EBITDA represents net income before interest, taxes, depreciation and amortization. EBITDA is presented because NRG considers it an important supplemental measure of its performance and believes debt-holders frequently use EBITDA to analyze operating performance and debt service capacity. EBITDA has limitations as an analytical tool, and you should not consider it in isolation, or as a substitute for analysis of our operating results as reported under GAAP. Some of these limitations are:
| • | | EBITDA does not reflect cash expenditures, or future requirements for capital expenditures, or contractual commitments; |
|
| • | | EBITDA does not reflect changes in, or cash requirements for, working capital needs; |
|
| • | | EBITDA does not reflect the significant interest expense, or the cash requirements necessary to service interest or principal payments, on debts; |
|
| • | | Although depreciation and amortization are non-cash charges, the assets being depreciated and amortized will often have to be replaced in the future, and EBITDA does not reflect any cash requirements for such replacements; and |
|
| • | | Other companies in this industry may calculate EBITDA differently than NRG does, limiting its usefulness as a comparative measure. |
Because of these limitations, EBITDA should not be considered as a measure of discretionary cash available to use to invest in the growth of NRG’s business. NRG compensates for these limitations by relying primarily on our GAAP results and using EBITDA and adjusted EBITDA only supplementally. See the statements of cash flow included in the financial statements that are a part of this news release.
Adjusted EBITDA is presented as a further supplemental measure of operating performance. Adjusted EBITDA represents EBITDA adjusted for the hedge reset, restructuring, impairment and corporate relocation charges, discontinued operations, and write downs and gains or losses on the sales of equity method investments and other assets; factors which we do not consider indicative of future operating performance. The reader is encouraged to evaluate each adjustment and the reasons NRG considers it appropriate for supplemental analysis. As an analytical tool, adjusted EBITDA is subject to all of the limitations applicable to EBITDA. In addition, in evaluating adjusted EBITDA, the reader should be aware that in the future NRG may incur expenses similar to the adjustments in this news release.

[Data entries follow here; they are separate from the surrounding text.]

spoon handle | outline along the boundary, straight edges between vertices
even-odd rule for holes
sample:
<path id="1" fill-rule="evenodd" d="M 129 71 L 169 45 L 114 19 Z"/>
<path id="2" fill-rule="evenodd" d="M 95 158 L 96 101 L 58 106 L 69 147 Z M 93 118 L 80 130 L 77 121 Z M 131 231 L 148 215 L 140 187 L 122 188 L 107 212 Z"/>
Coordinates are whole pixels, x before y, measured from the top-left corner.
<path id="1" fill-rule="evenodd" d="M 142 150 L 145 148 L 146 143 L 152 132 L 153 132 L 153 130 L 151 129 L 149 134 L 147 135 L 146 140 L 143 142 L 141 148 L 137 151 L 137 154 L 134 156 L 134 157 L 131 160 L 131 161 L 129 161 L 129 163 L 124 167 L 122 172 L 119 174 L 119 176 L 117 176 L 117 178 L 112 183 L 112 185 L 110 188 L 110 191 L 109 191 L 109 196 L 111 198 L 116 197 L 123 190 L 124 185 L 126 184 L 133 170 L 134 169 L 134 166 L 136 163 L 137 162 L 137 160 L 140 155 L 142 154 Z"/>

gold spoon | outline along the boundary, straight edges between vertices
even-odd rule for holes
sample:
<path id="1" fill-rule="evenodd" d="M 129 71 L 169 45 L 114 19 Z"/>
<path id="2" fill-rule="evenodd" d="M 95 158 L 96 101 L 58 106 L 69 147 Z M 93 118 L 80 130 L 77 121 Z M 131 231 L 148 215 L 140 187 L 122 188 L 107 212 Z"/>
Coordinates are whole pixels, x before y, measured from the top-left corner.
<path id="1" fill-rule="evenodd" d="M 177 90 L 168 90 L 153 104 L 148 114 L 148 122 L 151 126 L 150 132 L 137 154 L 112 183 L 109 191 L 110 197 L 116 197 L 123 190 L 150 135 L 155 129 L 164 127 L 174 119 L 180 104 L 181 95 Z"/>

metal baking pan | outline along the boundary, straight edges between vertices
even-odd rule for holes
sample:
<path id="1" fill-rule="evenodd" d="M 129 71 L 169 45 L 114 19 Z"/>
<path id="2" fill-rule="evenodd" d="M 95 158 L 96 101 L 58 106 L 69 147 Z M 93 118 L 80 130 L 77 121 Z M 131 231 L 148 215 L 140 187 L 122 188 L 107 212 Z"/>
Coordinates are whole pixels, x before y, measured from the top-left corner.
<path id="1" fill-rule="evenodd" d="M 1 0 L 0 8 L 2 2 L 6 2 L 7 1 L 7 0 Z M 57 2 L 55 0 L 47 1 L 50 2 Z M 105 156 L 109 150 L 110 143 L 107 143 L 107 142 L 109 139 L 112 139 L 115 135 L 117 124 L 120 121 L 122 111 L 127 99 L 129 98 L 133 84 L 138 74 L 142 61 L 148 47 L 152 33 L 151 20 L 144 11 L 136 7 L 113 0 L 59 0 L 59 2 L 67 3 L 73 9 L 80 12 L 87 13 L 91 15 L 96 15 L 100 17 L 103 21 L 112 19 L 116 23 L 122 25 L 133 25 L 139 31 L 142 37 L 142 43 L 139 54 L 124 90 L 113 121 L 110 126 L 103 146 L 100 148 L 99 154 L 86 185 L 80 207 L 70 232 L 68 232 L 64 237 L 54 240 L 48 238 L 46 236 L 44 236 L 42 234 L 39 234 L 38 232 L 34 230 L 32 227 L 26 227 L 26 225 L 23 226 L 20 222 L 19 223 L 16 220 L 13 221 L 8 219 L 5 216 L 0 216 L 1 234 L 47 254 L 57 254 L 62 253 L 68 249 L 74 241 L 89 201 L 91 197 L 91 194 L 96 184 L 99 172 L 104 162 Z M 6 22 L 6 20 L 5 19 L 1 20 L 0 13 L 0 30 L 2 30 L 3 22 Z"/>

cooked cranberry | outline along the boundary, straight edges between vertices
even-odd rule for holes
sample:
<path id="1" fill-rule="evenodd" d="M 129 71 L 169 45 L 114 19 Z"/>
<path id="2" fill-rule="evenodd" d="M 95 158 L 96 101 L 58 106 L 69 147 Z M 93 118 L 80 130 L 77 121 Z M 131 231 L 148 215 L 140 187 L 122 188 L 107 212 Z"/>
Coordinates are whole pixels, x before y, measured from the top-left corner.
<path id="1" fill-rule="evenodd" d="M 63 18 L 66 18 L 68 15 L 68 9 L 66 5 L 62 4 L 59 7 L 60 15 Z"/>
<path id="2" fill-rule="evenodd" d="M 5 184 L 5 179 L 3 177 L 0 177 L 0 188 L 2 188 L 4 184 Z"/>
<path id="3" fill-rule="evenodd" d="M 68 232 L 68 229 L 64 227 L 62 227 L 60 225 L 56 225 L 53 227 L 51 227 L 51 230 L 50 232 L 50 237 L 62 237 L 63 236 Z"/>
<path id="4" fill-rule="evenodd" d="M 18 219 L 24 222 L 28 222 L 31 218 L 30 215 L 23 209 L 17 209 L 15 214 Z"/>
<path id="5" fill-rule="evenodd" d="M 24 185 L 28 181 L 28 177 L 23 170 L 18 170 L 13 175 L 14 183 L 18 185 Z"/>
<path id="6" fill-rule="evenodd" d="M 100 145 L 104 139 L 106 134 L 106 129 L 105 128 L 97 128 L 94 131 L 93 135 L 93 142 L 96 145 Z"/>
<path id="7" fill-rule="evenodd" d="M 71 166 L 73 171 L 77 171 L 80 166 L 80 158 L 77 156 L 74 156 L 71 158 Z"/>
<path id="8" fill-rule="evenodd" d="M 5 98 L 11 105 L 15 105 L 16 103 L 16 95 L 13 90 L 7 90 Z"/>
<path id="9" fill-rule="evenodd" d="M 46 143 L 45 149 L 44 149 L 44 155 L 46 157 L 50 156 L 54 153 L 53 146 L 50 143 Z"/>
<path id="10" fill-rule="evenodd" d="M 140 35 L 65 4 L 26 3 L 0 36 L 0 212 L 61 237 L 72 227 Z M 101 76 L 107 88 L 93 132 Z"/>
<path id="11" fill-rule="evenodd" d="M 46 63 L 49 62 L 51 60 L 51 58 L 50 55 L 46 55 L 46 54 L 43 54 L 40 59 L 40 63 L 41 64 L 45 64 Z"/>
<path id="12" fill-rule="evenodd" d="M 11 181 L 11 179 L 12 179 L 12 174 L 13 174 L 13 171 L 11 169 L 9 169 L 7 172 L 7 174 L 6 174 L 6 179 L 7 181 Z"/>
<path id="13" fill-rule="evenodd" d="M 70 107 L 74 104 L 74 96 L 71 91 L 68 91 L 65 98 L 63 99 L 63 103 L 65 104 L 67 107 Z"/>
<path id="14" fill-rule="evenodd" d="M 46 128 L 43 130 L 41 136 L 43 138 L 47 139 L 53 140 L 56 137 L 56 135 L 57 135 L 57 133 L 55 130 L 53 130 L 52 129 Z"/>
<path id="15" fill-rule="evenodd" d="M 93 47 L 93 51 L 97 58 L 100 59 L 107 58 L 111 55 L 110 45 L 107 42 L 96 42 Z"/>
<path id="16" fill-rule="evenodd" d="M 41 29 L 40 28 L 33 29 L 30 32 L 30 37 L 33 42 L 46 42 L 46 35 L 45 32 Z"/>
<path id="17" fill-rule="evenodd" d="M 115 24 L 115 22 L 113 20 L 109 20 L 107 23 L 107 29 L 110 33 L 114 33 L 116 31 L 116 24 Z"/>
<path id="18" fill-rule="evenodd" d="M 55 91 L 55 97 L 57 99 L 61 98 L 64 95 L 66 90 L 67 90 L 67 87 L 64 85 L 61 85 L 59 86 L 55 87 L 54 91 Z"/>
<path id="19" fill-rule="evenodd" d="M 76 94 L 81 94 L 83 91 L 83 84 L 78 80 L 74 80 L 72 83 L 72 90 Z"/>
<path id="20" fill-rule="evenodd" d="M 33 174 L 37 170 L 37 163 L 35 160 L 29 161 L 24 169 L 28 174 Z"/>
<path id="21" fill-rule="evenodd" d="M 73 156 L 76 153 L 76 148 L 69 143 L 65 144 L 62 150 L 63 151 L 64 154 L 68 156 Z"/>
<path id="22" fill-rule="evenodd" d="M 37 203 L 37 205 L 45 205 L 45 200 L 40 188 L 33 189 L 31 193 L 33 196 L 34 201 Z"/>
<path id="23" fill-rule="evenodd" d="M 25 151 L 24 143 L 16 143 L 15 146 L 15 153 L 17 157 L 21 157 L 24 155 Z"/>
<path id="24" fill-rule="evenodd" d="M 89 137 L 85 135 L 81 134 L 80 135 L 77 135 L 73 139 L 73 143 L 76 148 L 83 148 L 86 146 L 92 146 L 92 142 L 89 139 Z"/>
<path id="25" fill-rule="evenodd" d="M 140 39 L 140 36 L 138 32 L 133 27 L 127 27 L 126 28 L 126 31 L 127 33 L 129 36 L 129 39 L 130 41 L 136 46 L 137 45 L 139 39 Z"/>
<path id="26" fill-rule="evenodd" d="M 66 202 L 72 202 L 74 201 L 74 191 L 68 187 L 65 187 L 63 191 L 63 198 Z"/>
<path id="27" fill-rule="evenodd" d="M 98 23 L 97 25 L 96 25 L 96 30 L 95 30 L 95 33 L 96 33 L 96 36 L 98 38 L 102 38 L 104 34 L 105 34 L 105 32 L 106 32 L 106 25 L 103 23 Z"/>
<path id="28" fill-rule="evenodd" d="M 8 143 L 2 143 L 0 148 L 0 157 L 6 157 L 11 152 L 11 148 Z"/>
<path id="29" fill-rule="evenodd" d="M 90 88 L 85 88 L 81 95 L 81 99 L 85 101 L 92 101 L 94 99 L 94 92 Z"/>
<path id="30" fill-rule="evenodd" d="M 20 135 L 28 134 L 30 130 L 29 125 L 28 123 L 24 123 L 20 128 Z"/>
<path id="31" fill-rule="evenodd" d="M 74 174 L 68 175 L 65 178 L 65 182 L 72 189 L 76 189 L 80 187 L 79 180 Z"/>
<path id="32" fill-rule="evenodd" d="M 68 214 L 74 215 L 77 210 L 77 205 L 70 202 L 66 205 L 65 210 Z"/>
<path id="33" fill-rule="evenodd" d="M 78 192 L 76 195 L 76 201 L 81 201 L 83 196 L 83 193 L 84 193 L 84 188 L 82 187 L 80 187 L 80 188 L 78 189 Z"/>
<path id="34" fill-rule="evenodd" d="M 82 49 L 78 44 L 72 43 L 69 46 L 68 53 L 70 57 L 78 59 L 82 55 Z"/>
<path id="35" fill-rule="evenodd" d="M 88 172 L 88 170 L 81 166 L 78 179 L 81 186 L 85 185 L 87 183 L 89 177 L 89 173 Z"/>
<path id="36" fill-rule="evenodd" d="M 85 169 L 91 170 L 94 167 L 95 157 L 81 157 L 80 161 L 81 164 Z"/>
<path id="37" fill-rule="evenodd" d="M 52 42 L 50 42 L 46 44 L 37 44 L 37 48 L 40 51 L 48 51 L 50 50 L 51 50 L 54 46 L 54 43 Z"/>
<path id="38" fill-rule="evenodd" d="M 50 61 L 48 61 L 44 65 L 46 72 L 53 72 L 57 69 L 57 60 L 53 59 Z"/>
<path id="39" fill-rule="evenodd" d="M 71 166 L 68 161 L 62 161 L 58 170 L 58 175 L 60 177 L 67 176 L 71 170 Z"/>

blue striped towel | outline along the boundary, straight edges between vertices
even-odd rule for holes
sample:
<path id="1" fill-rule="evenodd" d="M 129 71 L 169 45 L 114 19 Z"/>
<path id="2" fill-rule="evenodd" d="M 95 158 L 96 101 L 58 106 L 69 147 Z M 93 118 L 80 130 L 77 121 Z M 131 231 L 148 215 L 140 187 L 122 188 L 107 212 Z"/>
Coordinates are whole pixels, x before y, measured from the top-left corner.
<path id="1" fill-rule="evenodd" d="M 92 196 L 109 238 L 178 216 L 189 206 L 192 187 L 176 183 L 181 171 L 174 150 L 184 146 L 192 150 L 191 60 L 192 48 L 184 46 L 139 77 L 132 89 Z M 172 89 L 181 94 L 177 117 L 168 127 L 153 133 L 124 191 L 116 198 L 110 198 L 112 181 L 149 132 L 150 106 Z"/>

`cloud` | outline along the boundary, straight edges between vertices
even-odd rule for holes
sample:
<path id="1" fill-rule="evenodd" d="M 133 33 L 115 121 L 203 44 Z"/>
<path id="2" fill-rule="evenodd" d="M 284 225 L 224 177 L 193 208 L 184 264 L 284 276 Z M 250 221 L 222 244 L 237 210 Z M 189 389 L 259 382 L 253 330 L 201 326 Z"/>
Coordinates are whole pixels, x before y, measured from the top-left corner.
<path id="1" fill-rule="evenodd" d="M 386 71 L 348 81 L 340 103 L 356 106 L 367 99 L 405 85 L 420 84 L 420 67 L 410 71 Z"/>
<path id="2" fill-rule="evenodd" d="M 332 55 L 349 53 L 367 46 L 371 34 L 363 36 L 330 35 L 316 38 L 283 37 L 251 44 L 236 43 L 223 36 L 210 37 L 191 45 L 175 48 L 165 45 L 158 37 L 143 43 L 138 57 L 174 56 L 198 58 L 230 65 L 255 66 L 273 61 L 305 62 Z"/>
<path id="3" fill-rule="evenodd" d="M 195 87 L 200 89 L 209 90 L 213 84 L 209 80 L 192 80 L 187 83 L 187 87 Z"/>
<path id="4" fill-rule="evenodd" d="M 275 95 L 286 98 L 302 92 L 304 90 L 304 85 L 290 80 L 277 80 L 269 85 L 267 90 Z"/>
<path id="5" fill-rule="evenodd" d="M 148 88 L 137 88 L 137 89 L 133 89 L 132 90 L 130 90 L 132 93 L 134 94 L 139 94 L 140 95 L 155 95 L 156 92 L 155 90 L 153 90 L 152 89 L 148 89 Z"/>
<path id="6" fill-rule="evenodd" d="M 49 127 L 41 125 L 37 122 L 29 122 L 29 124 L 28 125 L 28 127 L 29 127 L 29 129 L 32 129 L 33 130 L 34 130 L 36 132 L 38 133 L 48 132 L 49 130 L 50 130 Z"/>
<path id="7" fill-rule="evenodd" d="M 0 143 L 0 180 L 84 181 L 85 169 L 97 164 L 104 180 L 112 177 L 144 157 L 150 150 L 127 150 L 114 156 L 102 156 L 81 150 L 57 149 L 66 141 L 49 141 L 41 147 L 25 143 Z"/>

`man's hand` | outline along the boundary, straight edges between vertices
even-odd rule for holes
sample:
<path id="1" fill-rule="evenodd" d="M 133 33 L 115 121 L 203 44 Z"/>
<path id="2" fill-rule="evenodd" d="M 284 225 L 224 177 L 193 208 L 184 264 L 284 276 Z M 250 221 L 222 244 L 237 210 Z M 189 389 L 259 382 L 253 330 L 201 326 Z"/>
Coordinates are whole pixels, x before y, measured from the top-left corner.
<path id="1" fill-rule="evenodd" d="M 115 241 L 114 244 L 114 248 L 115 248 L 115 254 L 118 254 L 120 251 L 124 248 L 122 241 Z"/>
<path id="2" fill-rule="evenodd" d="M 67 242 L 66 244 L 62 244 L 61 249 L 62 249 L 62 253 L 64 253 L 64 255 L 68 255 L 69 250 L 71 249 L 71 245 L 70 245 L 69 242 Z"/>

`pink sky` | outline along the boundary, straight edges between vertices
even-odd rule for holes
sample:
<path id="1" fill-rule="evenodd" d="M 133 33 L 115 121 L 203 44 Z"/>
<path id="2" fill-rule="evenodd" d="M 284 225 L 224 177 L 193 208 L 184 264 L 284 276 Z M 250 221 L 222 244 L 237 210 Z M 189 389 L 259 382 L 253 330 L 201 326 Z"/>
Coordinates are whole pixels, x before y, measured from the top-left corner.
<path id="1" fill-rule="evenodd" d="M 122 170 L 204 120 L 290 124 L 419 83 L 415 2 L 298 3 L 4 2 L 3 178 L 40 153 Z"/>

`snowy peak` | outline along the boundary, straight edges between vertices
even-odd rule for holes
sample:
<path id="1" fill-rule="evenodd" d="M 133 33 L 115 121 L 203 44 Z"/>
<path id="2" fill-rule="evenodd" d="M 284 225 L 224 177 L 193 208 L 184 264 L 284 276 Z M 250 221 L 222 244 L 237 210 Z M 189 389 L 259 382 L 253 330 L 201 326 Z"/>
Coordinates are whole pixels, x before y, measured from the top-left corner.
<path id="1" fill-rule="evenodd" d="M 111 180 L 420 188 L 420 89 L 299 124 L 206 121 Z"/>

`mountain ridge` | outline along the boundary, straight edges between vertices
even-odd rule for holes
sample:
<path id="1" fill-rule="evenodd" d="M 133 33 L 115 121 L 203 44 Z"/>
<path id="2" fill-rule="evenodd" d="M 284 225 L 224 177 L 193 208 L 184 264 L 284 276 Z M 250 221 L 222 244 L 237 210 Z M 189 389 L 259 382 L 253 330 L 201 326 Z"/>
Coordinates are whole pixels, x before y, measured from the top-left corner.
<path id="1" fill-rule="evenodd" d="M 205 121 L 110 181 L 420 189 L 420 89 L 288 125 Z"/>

Free cash flow is cash flow from operations less capital expenditures and preferred stock dividends and is used by NRG predominantly as a forecasting tool to estimate cash available for debt reduction and other capital allocation alternatives. The reader is encouraged to evaluate each adjustment and the reasons NRG considers it appropriate for supplemental analysis. In addition, in evaluating free cash flow, the reader should be aware that in the future NRG may incur expenses similar to the adjustments in this news release.